Search code examples
gitgit-cherry-pick

What is git cherry-pick equivalent in plumbing commands? How do I implement it in GitPython?


My problem is to do cherry-pick in GitPython. I couldn't find this command and decided that I have to do that in some other way.

Also, I'm just interested in how it works internally.

I understand cherry-picking commit A as trying to apply diff between A^ and A to HEAD. But I suspect it can be expressed in terms of merges somehow. That's why I ask for plumbing commands.

I tried to find something like git-cherry-pick.sh in Git repo on GitHub but couldn't find anything but tests and documentation.


Solution

  • Cherry-picking is a fundamental building block that has no non-fundamental equivalent. That is, there's no lower level operation that's "pure plumbing". The reason is that cherry-pick does a merge with a (potentially, at least) somewhat screwy merge base.

    That said, with proper inputs, git apply implements cherry-picking when run as git apply -3 (but git apply is not a plumbing command either). The way this works is using the Index: lines in each git diff. The Index: lines provide the otherwise-missing merge base information. There is still one thing that is different here though, having to do with rename detection.

    If there are no renames, the two are equivalent. This is because a merge operation has one key difference from a simple patch: a merge has a merge base, from which we can derive two patches.

    Consider the following sequence:

    • Alice and Bob start with a common Git repository, with file readme.txt in some commit.

    • Alice changes line 10 so that instead of saying "bees are purple", it says "bees are green". She also changes line 9 so that the file says "Everything below is bizarre." (And then, of course, Alice commits the new files.)

    • Bob changes line 10 so that instead of saying "bees are purple", it says "bees are green", and also adds a new line 20 so that it adds a claim that "submarines climb trees."

    Now, if Alice gets Bob's change as a patch (without an Index: line, as just a contextual diff, e.g., from diff -U) and feeds that into her Git, Alice's Git won't know what to do with Bob's change to line 10. It will have no problem with the line-20 addition, but the context for the "bees are green" change doesn't match: it doesn't have the "bizarre" bit.

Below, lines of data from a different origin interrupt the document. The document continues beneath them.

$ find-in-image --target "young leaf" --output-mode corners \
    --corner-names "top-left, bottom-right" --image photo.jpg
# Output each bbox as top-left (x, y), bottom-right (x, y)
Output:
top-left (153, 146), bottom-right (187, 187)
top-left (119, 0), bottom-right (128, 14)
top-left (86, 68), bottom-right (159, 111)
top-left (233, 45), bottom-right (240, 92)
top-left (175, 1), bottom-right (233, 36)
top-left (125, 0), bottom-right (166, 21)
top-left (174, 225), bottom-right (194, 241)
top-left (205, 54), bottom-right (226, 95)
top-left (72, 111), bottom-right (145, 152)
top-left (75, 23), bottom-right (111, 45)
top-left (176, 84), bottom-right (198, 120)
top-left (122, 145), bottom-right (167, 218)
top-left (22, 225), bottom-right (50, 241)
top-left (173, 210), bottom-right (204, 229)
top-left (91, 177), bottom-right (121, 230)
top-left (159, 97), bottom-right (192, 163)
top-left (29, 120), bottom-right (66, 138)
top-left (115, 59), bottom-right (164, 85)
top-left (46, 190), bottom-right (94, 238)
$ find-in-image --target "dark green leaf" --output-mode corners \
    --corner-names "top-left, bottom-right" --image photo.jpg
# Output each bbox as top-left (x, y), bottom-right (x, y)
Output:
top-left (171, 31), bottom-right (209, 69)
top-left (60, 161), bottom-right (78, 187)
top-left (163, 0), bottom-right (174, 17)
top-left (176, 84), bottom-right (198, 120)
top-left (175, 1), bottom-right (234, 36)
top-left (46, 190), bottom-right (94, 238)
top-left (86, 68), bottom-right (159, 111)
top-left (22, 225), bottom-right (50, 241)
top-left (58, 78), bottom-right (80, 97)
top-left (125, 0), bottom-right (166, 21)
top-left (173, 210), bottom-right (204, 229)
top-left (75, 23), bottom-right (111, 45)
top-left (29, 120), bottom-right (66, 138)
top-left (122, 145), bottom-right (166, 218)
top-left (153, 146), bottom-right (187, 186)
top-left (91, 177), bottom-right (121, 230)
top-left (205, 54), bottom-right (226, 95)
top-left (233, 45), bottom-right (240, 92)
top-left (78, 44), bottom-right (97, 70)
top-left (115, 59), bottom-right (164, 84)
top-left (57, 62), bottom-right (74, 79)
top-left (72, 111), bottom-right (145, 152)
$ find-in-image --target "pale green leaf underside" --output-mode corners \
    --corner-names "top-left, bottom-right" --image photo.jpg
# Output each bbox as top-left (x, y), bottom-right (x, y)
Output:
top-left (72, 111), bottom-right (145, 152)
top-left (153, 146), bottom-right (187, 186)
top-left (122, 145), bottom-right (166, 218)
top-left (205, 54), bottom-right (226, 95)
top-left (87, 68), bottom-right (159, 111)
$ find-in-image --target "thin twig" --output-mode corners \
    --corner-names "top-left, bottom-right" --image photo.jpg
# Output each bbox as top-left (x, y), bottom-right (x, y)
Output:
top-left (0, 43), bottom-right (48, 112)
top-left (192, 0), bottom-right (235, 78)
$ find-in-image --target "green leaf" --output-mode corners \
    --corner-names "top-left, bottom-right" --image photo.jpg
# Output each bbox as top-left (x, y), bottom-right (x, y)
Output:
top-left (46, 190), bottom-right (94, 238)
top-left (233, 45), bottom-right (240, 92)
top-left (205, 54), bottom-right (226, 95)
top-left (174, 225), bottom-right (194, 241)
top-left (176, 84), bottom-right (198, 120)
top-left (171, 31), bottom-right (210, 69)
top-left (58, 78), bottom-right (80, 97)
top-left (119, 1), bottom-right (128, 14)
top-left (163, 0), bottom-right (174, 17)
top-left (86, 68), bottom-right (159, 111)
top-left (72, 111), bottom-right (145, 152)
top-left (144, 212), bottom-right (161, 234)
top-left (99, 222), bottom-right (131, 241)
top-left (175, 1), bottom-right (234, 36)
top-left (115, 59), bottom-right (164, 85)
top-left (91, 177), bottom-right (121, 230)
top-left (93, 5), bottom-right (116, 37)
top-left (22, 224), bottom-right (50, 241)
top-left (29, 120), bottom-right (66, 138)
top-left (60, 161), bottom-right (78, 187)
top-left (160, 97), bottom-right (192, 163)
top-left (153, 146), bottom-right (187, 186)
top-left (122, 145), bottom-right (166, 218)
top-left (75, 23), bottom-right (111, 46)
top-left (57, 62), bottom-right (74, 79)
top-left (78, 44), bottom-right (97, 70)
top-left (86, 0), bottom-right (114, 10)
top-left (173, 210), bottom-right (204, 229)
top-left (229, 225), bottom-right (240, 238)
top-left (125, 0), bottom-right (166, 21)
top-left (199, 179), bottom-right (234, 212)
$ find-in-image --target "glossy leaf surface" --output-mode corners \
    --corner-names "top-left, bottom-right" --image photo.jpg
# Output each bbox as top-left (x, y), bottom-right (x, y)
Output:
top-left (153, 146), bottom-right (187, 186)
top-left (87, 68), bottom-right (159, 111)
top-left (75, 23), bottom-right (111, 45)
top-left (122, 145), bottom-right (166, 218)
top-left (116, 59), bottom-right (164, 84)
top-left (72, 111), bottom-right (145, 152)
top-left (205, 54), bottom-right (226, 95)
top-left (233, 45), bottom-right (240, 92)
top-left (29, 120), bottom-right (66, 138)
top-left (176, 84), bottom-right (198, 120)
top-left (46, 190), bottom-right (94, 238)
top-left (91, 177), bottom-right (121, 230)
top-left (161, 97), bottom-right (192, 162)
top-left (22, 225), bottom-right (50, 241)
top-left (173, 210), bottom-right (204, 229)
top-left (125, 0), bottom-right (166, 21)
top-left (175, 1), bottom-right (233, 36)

    If, on the other hand, Alice get's Bob's change as a "cherry-pick-able patch" (either by running an actual git cherry-pick or by getting a diff with an Index: line and using git apply -3 or equivalent), Alice's Git now has more information. Alice's Git can now see not just that Bob changed readme.txt, but which version of that file he had when he started. Specifically, the Index: line has the blob hash of the "before" version of readme.txt, and since Alice and Bob started with the same version of the file, in the same commit. (It also has Bob's "after" version, which Alice doesn't have, but now the entire "after" version can be constructed if necessary—but it's unnecessary.)

    Now Alice's Git can run its own diff: it can diff the base version against Alice's current version, to see what Alice did. Then it could diff the base version against Bob's version, to get the patch-with-base that it already has (but why bother? that's the patch it already has!). Now it can (try to) combine the two patches: it sees that Bob's change to line 10 is redundant—it's contained within Alice's own changes—and concentrates only on line 20. Now Alice's Git can apply the patch.

    That's what a merge base is (and does) for a file. The rename case comes in when—and for Git, only when—Git can diff an entire tree, i.e., it needs the commit-as-a-whole (or at least the tree object attached to the commit). Here git apply will run out of its depth since it works on one file at a time. (The git am code might be able to deal with it if the incoming patch has "rename" instructions within it, but I don't think that's in Git, though I admit to not having looked lately.)